AS di bawah pemerintahan Presiden Joe Biden telah kembali bergabung dalam kesepakatan tersebut. ”Kesepakatan soal iklim adalah semata demi anak cucu kita kelak. Kesepakatan Paris ditandatangani sebagai sebuah sarana menggapai kondisi yang baik itu bagi mereka,” kata Kerry.
Soal kemauan
Menurut Kerry, pembangunan menggunakan energi bersih tidak seharusnya dipertentangkan dengan pertumbuhan ekonomi.

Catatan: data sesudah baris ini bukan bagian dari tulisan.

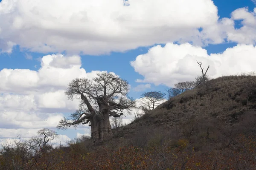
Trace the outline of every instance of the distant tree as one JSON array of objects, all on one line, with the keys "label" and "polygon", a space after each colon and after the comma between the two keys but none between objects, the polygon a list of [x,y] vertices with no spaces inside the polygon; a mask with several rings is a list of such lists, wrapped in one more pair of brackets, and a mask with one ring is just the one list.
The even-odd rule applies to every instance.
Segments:
[{"label": "distant tree", "polygon": [[135,101],[127,96],[128,82],[111,73],[97,74],[92,80],[76,78],[68,85],[65,92],[70,99],[76,97],[80,100],[79,109],[71,114],[70,119],[61,119],[58,129],[70,126],[89,123],[91,137],[95,142],[113,136],[110,116],[119,117],[123,110],[131,110]]},{"label": "distant tree", "polygon": [[195,83],[194,81],[179,82],[174,85],[175,87],[178,89],[180,90],[181,92],[183,93],[188,90],[193,88],[195,86]]},{"label": "distant tree", "polygon": [[202,64],[203,64],[201,62],[198,62],[196,61],[196,62],[199,65],[198,66],[201,68],[201,71],[202,72],[202,76],[198,76],[195,78],[195,85],[198,86],[201,85],[204,85],[205,83],[208,82],[209,80],[209,77],[206,75],[206,73],[209,69],[210,66],[208,65],[206,71],[204,73],[204,68],[202,68]]},{"label": "distant tree", "polygon": [[110,123],[112,128],[114,129],[122,126],[122,117],[111,117]]},{"label": "distant tree", "polygon": [[146,113],[153,110],[157,105],[158,102],[164,100],[165,94],[160,91],[150,91],[143,93],[142,94],[142,101],[141,109]]},{"label": "distant tree", "polygon": [[134,113],[134,120],[136,120],[140,118],[143,115],[143,113],[139,112],[139,111],[136,111],[136,113]]},{"label": "distant tree", "polygon": [[166,91],[167,92],[168,97],[169,100],[171,98],[178,95],[181,93],[180,90],[175,88],[168,88]]},{"label": "distant tree", "polygon": [[48,128],[39,130],[37,133],[38,136],[32,137],[31,140],[39,147],[41,151],[44,151],[50,149],[52,147],[49,144],[49,142],[58,137],[57,132]]}]

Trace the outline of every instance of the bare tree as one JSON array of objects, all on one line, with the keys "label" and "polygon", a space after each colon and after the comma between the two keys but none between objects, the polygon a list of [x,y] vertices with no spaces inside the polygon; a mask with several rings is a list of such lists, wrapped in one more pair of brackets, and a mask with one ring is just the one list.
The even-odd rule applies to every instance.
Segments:
[{"label": "bare tree", "polygon": [[111,127],[116,129],[122,125],[122,117],[112,117],[110,122]]},{"label": "bare tree", "polygon": [[208,65],[206,71],[204,73],[204,68],[202,68],[202,64],[203,64],[201,62],[198,62],[196,61],[196,62],[199,65],[198,67],[200,67],[201,68],[201,71],[202,71],[202,76],[198,76],[196,78],[196,84],[197,85],[204,85],[205,82],[209,80],[209,77],[207,76],[206,73],[209,69],[210,66]]},{"label": "bare tree", "polygon": [[47,151],[51,149],[52,147],[48,144],[51,140],[58,138],[58,135],[55,130],[47,128],[40,129],[37,132],[37,136],[32,137],[32,141],[38,145],[41,151]]},{"label": "bare tree", "polygon": [[151,91],[143,93],[141,96],[142,101],[140,108],[145,113],[147,113],[154,109],[159,104],[158,103],[164,100],[165,94],[160,91]]},{"label": "bare tree", "polygon": [[131,111],[135,101],[127,96],[128,82],[114,74],[102,72],[90,80],[76,78],[68,85],[65,91],[70,99],[76,97],[80,100],[79,108],[70,119],[61,119],[58,129],[89,123],[94,142],[103,141],[113,136],[109,117],[119,117],[123,110]]},{"label": "bare tree", "polygon": [[178,95],[181,93],[180,90],[175,88],[168,88],[166,91],[168,95],[168,97],[169,100],[171,98]]},{"label": "bare tree", "polygon": [[187,81],[186,82],[179,82],[174,85],[176,88],[180,90],[182,93],[195,87],[195,82]]}]

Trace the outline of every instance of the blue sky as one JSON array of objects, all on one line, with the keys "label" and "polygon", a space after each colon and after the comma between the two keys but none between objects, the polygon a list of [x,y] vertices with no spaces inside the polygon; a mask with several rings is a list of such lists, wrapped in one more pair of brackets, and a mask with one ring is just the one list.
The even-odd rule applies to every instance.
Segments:
[{"label": "blue sky", "polygon": [[[64,90],[65,85],[52,83],[54,78],[47,79],[47,74],[59,71],[53,68],[53,72],[43,72],[45,70],[41,65],[49,63],[46,64],[42,58],[47,55],[52,60],[55,60],[52,59],[54,57],[78,56],[72,58],[75,59],[73,61],[67,60],[73,62],[65,64],[80,65],[87,73],[95,71],[115,73],[129,82],[131,86],[129,96],[134,99],[140,98],[142,92],[164,92],[175,82],[192,80],[200,74],[195,63],[196,60],[203,61],[206,67],[210,65],[209,74],[212,77],[254,70],[255,64],[252,63],[255,59],[252,56],[256,51],[255,0],[188,0],[178,4],[176,8],[171,8],[170,11],[164,8],[172,5],[167,0],[159,3],[151,0],[146,4],[140,0],[128,1],[130,8],[125,8],[120,6],[119,1],[122,1],[113,0],[112,3],[107,6],[104,0],[93,3],[79,0],[72,4],[64,1],[58,6],[59,1],[57,0],[44,1],[44,3],[38,1],[38,4],[30,3],[28,0],[20,0],[20,3],[0,0],[0,79],[2,79],[0,84],[1,82],[5,84],[0,85],[0,93],[3,94],[0,106],[6,106],[7,101],[12,100],[21,102],[25,97],[32,101],[35,105],[29,107],[29,104],[23,104],[22,106],[28,107],[24,115],[32,117],[30,111],[44,114],[47,110],[49,115],[67,115],[75,108],[75,105],[70,102],[63,102],[65,104],[60,108],[49,106],[49,104],[44,100],[44,97],[50,97],[51,95],[61,98],[58,96],[59,94],[56,94]],[[29,4],[27,6],[22,5],[26,3]],[[96,5],[97,3],[100,5]],[[87,6],[95,8],[96,12],[90,11]],[[247,8],[242,8],[244,7]],[[119,10],[119,8],[122,9]],[[83,20],[87,21],[81,23]],[[198,29],[200,31],[196,31]],[[58,56],[60,54],[63,55]],[[52,54],[58,56],[53,57]],[[81,60],[81,63],[77,60]],[[20,70],[17,70],[15,77],[20,78],[15,82],[8,82],[10,79],[8,76],[12,74],[6,73],[15,69]],[[61,69],[59,71],[65,74],[73,71]],[[4,70],[8,71],[4,74]],[[34,82],[33,77],[29,78],[39,71],[41,74],[37,78],[39,81],[44,79],[44,86]],[[78,73],[84,71],[81,69],[74,71],[68,79],[72,75],[75,77],[84,75]],[[62,75],[58,74],[59,76]],[[91,74],[86,75],[90,77],[93,74]],[[58,92],[52,94],[54,90]],[[29,97],[32,99],[29,100]],[[3,109],[0,115],[8,112],[17,115],[20,111],[11,105]],[[40,121],[40,116],[36,115],[35,119]],[[52,118],[51,116],[48,118]],[[14,126],[14,129],[19,130],[17,131],[26,129],[26,125],[18,120],[15,122],[13,123],[18,126]],[[53,124],[49,123],[49,126],[54,128]],[[33,129],[40,128],[27,128],[32,134],[35,130]],[[3,132],[4,128],[1,128]],[[83,130],[75,132],[82,133]],[[73,130],[69,132],[60,133],[70,138],[76,135]],[[12,137],[3,132],[1,136]]]}]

Ia menilai sebagai sebuah kebohongan jika pembangunan dengan energi bersih akan menekan perekonomian global di masa depan. Sebagaimana sudah dilakukan sejumlah pihak dan negara, buktinya keamanan dan tingkat pertumbuhan ekonomi di negara pelaksana ataupun secara global tetap terjaga.
”Kita berbicara bukan soal kekurangan kapasitas, melainkan kurangnya kemauan yang sejatinya ditunggu dunia dan warga global,” kata Kerry. ”Revolusi ekonomi global itu tidak boleh menakuti warga dunia, tetapi justru menggugah hasrat dan semangat warga dunia.”
Sachst dan Kerry berharap keketuaan kelompok negara 20 (G-20) yang akan dipegang Indonesia pada tahun depan akan menghasilkan aksi-aksi nyata terkait mitigasi fenomena perubahan iklim secara global. Menurut Kerry, keketuaan itu menjadi kesempatan bagi Indonesia untuk naik kelas. Aneka kesempatan terbuka untuk menjadi bidang kerja sama, seperti terkait pendanaan serta peningkatan kapabilitas dan transfer teknologi, demi tujuan bersama.
Adapun Sachst juga berharap Konferensi Tingkat Tinggi G-20 yang kemungkinan besar digelar di Bali tahun depan akan menghasilkan sesuatu yang besar bagi mitigasi perubahan iklim secara global. ”Kita membutuhkan sumber dan skema pendanaan demi pembangunan berkelanjutan. Transformasi energi pun diperlukan untuk pembangunan ekonomi nol karbon,” katanya.